Sections one and two discussed the most frequently used bonds, why contractors struggle to get bonded, and the importance of financial strength. This section will conclude our three-part series and focus on the misconceptions surrounding construction bonds and more.
Disproving the Misconceptions
When it comes to construction legalities, misconceptions are not far behind. Surety bonds can get a bit confusing, but we will provide some facts to lessen the confusion.
Surety bonds, bail bonds, and insurance are not the same: Insurance protects the purchaser and surety bonds do not. They protect the person (the project owner) who requires the bond. While bail bonds are a type of surety bond, they don’t apply here.
You don’t pay the full amount of the bond: You only pay a percentage. Unless you are financing a surety bond, you don’t make monthly payments. Seek a quote from a reputable surety company.
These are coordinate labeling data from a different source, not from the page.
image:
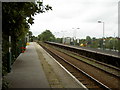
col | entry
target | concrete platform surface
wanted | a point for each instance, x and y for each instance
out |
(27, 71)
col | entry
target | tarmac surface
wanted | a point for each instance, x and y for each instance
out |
(35, 68)
(27, 71)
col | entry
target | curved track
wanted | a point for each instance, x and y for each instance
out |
(88, 80)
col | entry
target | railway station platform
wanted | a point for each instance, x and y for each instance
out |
(35, 68)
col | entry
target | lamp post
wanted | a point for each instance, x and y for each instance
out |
(103, 33)
(74, 35)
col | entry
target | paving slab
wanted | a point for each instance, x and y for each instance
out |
(27, 71)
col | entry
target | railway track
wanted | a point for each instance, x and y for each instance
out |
(114, 71)
(88, 80)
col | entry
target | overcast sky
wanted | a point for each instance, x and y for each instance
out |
(78, 18)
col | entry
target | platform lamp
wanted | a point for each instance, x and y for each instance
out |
(103, 33)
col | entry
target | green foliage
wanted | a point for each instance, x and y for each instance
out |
(46, 36)
(16, 18)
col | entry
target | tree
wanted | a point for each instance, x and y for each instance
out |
(16, 18)
(46, 36)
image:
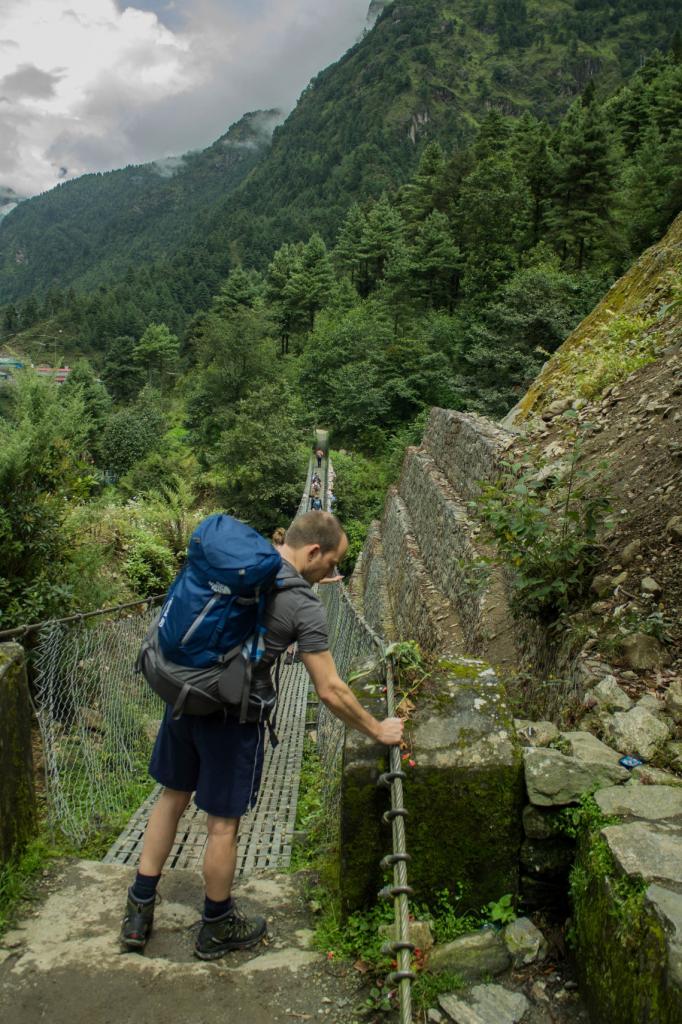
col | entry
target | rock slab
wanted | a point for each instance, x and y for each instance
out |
(554, 779)
(485, 1005)
(472, 955)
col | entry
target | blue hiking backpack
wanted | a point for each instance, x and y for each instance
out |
(201, 649)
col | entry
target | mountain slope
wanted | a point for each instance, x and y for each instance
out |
(95, 226)
(427, 70)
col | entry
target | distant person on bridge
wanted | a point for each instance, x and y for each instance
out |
(220, 760)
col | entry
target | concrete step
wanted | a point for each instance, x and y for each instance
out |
(64, 963)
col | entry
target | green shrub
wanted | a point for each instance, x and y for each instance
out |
(547, 539)
(150, 566)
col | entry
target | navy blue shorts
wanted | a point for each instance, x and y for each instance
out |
(212, 756)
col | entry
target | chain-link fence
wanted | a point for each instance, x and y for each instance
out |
(350, 640)
(97, 719)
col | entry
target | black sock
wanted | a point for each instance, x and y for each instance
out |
(216, 907)
(144, 887)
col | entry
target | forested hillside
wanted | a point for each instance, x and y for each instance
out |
(428, 71)
(94, 227)
(449, 289)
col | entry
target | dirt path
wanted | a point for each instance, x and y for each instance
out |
(64, 964)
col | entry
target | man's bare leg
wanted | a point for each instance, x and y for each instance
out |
(220, 857)
(161, 829)
(223, 929)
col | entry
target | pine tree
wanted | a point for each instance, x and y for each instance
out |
(383, 233)
(425, 192)
(580, 214)
(346, 251)
(494, 212)
(437, 263)
(157, 351)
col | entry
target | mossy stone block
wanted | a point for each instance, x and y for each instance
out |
(17, 798)
(465, 795)
(623, 948)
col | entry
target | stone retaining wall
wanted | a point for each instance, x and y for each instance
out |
(464, 796)
(466, 448)
(418, 611)
(442, 529)
(17, 798)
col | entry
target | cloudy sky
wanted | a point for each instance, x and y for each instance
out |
(94, 84)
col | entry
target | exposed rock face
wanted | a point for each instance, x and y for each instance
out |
(636, 731)
(468, 774)
(524, 942)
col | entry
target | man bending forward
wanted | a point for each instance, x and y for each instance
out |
(220, 760)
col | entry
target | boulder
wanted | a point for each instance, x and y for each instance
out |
(557, 408)
(555, 779)
(588, 749)
(609, 695)
(645, 775)
(651, 803)
(667, 905)
(536, 733)
(643, 652)
(630, 552)
(524, 942)
(674, 700)
(485, 1005)
(471, 955)
(651, 851)
(636, 731)
(674, 527)
(603, 585)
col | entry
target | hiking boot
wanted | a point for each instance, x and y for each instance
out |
(231, 931)
(137, 923)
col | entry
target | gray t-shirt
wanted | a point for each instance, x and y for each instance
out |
(294, 614)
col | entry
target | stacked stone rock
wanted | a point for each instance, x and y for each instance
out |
(420, 574)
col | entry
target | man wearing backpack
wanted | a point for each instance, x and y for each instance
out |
(219, 758)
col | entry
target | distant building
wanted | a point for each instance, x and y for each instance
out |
(59, 375)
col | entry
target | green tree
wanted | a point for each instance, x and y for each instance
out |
(580, 214)
(133, 432)
(157, 352)
(121, 374)
(258, 466)
(42, 437)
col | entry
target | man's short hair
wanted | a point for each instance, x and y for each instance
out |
(315, 527)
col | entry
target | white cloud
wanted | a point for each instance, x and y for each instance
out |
(93, 84)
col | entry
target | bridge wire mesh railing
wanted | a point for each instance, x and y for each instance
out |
(351, 639)
(96, 717)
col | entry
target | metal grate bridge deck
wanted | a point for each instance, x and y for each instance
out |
(265, 834)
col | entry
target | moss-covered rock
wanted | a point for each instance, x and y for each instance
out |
(17, 798)
(464, 796)
(622, 945)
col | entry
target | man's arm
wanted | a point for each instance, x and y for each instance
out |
(341, 701)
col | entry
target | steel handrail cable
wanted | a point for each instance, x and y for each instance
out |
(399, 891)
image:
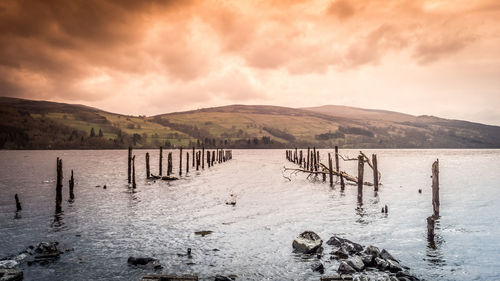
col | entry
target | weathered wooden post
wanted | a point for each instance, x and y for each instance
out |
(430, 228)
(161, 161)
(180, 161)
(337, 159)
(133, 173)
(203, 157)
(169, 164)
(193, 154)
(148, 174)
(129, 164)
(18, 203)
(330, 169)
(59, 186)
(375, 172)
(361, 166)
(435, 188)
(71, 187)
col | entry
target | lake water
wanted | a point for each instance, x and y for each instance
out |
(253, 238)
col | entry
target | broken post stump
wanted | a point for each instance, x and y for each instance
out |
(160, 172)
(71, 187)
(361, 162)
(129, 164)
(435, 187)
(148, 174)
(18, 203)
(375, 172)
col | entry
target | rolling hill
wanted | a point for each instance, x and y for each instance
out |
(27, 124)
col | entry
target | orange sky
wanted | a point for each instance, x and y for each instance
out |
(151, 56)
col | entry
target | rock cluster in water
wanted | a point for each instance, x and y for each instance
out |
(355, 261)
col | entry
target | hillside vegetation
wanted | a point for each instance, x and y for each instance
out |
(29, 124)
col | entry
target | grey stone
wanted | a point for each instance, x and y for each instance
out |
(307, 242)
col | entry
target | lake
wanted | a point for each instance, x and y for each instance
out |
(253, 239)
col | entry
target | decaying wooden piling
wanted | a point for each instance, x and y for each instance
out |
(148, 174)
(435, 188)
(160, 172)
(129, 164)
(330, 169)
(180, 161)
(133, 173)
(59, 186)
(71, 187)
(18, 203)
(375, 172)
(361, 164)
(337, 159)
(203, 158)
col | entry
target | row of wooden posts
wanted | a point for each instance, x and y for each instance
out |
(312, 163)
(212, 157)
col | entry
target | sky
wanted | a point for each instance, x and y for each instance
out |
(150, 57)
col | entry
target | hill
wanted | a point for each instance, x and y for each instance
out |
(27, 124)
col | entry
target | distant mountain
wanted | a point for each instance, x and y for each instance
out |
(27, 124)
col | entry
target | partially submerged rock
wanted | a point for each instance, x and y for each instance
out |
(307, 242)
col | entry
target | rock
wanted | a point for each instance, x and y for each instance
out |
(356, 262)
(348, 245)
(386, 256)
(318, 267)
(222, 278)
(344, 267)
(144, 261)
(308, 242)
(11, 275)
(8, 264)
(372, 250)
(381, 264)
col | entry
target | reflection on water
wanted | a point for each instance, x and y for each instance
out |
(253, 238)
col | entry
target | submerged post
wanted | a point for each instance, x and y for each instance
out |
(375, 172)
(133, 173)
(59, 186)
(161, 161)
(361, 164)
(129, 163)
(180, 161)
(337, 159)
(148, 174)
(330, 169)
(71, 186)
(435, 188)
(18, 204)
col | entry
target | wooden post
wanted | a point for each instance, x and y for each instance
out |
(435, 188)
(71, 186)
(133, 173)
(203, 157)
(430, 228)
(59, 186)
(148, 174)
(180, 161)
(337, 159)
(375, 172)
(18, 204)
(330, 169)
(361, 163)
(161, 161)
(129, 164)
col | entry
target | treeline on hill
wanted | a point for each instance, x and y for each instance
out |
(19, 130)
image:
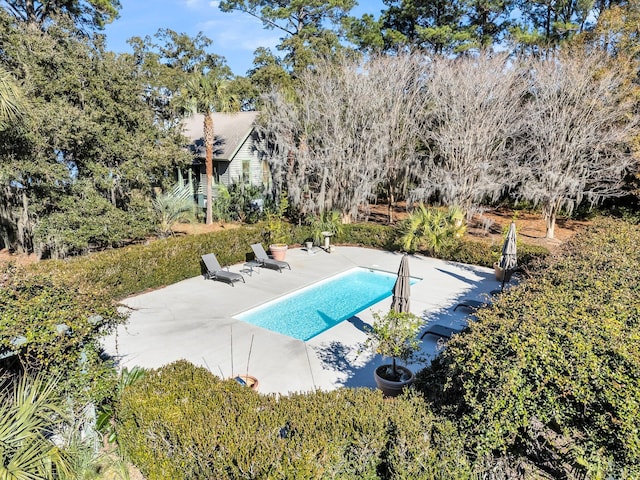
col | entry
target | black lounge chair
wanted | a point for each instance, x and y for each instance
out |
(441, 331)
(265, 260)
(216, 272)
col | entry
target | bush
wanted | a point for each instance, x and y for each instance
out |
(136, 268)
(549, 374)
(54, 327)
(182, 422)
(367, 235)
(89, 223)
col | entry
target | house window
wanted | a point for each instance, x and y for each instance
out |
(246, 170)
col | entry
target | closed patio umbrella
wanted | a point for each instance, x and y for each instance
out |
(509, 257)
(400, 302)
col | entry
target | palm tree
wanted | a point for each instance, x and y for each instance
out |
(29, 412)
(208, 93)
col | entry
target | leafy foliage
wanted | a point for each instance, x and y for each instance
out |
(431, 229)
(549, 373)
(182, 422)
(394, 335)
(86, 221)
(53, 325)
(89, 139)
(29, 410)
(172, 207)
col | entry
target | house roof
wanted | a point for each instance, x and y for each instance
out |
(230, 130)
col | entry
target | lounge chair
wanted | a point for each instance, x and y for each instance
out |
(216, 272)
(265, 260)
(441, 331)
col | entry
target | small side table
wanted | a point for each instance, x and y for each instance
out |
(249, 267)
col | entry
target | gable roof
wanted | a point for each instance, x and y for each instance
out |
(230, 130)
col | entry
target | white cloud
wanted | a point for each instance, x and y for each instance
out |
(239, 32)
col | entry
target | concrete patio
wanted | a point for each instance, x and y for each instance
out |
(193, 320)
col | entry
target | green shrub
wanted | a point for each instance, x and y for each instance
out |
(54, 326)
(482, 253)
(136, 268)
(182, 422)
(430, 229)
(549, 374)
(367, 235)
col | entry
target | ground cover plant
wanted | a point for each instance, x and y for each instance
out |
(182, 422)
(548, 377)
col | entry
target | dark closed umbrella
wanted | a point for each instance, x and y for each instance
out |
(509, 258)
(400, 301)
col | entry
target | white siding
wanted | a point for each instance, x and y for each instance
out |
(246, 153)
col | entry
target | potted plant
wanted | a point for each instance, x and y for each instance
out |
(394, 335)
(325, 225)
(277, 229)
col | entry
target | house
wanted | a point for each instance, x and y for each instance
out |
(236, 157)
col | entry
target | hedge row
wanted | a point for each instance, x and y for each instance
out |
(136, 268)
(181, 422)
(550, 374)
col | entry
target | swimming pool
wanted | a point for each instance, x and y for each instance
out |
(312, 310)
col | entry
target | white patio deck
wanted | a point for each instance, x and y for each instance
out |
(193, 320)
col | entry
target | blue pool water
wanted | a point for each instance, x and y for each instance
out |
(314, 309)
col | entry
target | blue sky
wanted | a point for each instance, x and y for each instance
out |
(235, 35)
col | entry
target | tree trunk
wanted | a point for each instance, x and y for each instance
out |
(550, 213)
(392, 203)
(208, 162)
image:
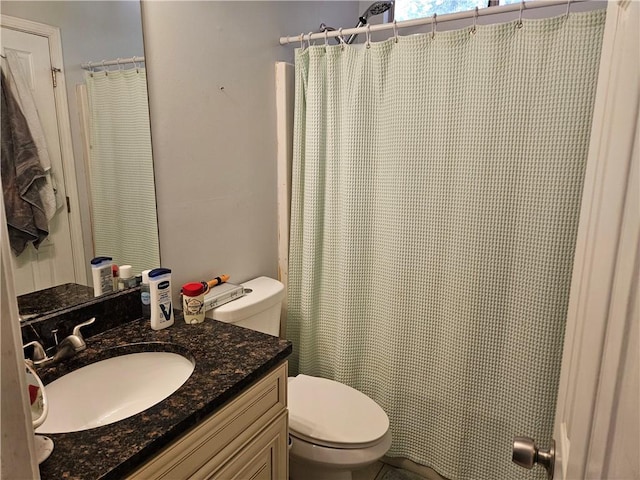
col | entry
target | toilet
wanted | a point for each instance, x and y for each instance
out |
(333, 428)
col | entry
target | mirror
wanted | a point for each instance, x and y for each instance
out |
(90, 31)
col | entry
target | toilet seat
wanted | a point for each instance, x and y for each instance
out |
(331, 414)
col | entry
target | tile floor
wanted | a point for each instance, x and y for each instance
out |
(378, 471)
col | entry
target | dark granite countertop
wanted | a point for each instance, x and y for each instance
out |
(227, 360)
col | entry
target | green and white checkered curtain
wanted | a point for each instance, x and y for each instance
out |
(435, 203)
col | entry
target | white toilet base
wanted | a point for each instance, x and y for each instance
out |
(314, 462)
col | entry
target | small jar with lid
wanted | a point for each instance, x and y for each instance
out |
(193, 302)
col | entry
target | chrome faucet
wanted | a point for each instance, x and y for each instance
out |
(67, 348)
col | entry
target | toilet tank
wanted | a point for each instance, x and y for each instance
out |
(258, 310)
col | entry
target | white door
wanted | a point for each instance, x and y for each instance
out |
(52, 263)
(597, 425)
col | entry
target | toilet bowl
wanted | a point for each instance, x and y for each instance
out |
(333, 428)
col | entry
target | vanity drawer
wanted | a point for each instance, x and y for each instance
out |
(224, 434)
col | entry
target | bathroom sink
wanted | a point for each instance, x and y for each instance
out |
(112, 390)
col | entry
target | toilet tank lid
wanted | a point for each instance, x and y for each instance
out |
(265, 292)
(330, 412)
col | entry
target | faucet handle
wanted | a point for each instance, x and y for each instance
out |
(38, 351)
(76, 329)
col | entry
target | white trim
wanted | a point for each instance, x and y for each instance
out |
(64, 128)
(603, 277)
(284, 121)
(17, 445)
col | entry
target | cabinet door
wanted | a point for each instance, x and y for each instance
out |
(265, 458)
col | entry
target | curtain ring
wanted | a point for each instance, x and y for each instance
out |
(475, 22)
(434, 24)
(519, 24)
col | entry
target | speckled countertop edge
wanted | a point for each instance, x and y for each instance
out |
(227, 360)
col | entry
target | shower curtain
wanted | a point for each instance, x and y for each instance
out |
(121, 168)
(435, 201)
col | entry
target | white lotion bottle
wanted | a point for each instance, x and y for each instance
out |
(160, 291)
(102, 275)
(145, 295)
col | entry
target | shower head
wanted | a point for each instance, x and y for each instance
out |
(376, 8)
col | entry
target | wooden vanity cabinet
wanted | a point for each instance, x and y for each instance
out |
(246, 439)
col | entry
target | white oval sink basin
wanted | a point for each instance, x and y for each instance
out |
(112, 390)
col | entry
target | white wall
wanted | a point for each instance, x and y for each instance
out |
(90, 30)
(211, 78)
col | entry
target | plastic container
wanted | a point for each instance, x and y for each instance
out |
(102, 275)
(126, 278)
(160, 298)
(193, 302)
(145, 295)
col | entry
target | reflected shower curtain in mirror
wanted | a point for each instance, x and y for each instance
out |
(435, 202)
(121, 168)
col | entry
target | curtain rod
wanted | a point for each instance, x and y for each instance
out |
(107, 63)
(522, 6)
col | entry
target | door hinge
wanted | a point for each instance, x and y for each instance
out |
(54, 71)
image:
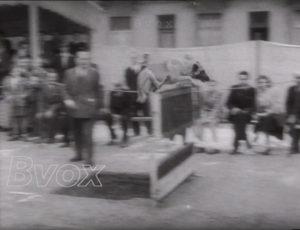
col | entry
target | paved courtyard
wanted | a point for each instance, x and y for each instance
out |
(248, 191)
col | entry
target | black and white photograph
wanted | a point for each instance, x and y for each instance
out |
(149, 114)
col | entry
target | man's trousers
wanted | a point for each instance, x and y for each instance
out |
(83, 131)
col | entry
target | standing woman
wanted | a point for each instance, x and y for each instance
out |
(210, 113)
(268, 112)
(16, 95)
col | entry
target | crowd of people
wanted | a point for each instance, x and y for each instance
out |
(66, 97)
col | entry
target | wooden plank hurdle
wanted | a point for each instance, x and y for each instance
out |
(171, 171)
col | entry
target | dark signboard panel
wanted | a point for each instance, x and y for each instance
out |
(176, 111)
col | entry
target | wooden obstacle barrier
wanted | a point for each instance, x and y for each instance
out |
(171, 171)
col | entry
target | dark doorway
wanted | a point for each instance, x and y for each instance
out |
(259, 25)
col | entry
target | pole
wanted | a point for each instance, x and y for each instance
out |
(257, 58)
(34, 36)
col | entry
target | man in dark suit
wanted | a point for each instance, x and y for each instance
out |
(82, 99)
(293, 113)
(241, 105)
(131, 79)
(64, 60)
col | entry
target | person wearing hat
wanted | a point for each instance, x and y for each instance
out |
(241, 105)
(131, 80)
(82, 99)
(293, 113)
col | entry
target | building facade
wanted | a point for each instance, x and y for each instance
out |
(198, 23)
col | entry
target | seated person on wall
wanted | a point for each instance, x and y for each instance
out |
(51, 103)
(15, 90)
(35, 80)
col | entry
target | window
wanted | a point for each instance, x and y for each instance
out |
(209, 31)
(259, 25)
(120, 31)
(120, 23)
(166, 31)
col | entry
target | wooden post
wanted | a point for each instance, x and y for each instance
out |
(257, 57)
(155, 101)
(34, 35)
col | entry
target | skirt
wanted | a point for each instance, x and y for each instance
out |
(271, 124)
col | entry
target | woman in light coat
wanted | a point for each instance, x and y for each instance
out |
(269, 112)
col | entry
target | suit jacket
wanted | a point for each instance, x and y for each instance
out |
(52, 95)
(131, 78)
(242, 98)
(293, 102)
(61, 67)
(84, 91)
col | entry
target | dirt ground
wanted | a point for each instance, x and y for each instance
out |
(249, 191)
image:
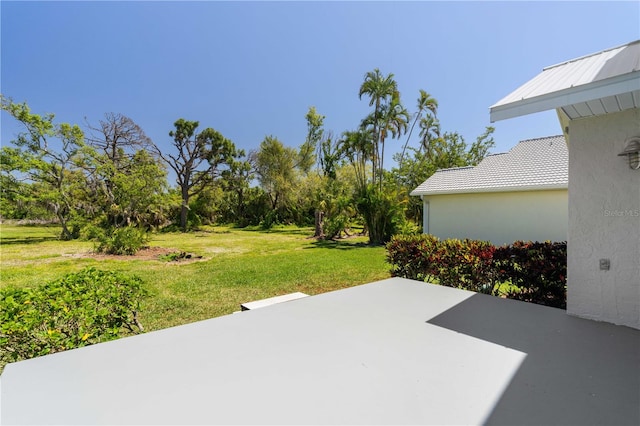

Bad credit will not disqualify you: There are bad credit options available for contractors.
Don’t Despise Small Beginnings, Leverage Them
Bonds are for your protection. This is why increasing your capacity for higher bonds takes time. Larger bonds are built on a foundation of smaller and steady projects as well as a good relationship with your surety. The key is to complete every job properly, on time, and work diligently to avoid claims. If you are not qualified to work on a larger project, resist bidding because you will run into problems during the operation. Once your track record and financials are strong, you can bid on larger projects and the surety will likely extend higher bonds to you.
How to Increase Your Approval Rate
The bonding process can be rigorous but contractors can put themselves in a more favorable position by submitting clear, complete, and accurate financial statements and other relevant documents. It is also critical to demonstrate that your financial situation is strong (working capital, net worth, and profitability). Stay in contact with the surety company and keep them abreast of your work progress.
Disclaimer: The information contained in this article is for general educational information only. This information does not constitute legal advice, is not intended to constitute legal advice, nor should it be relied upon as legal advice for your specific factual pattern or situation.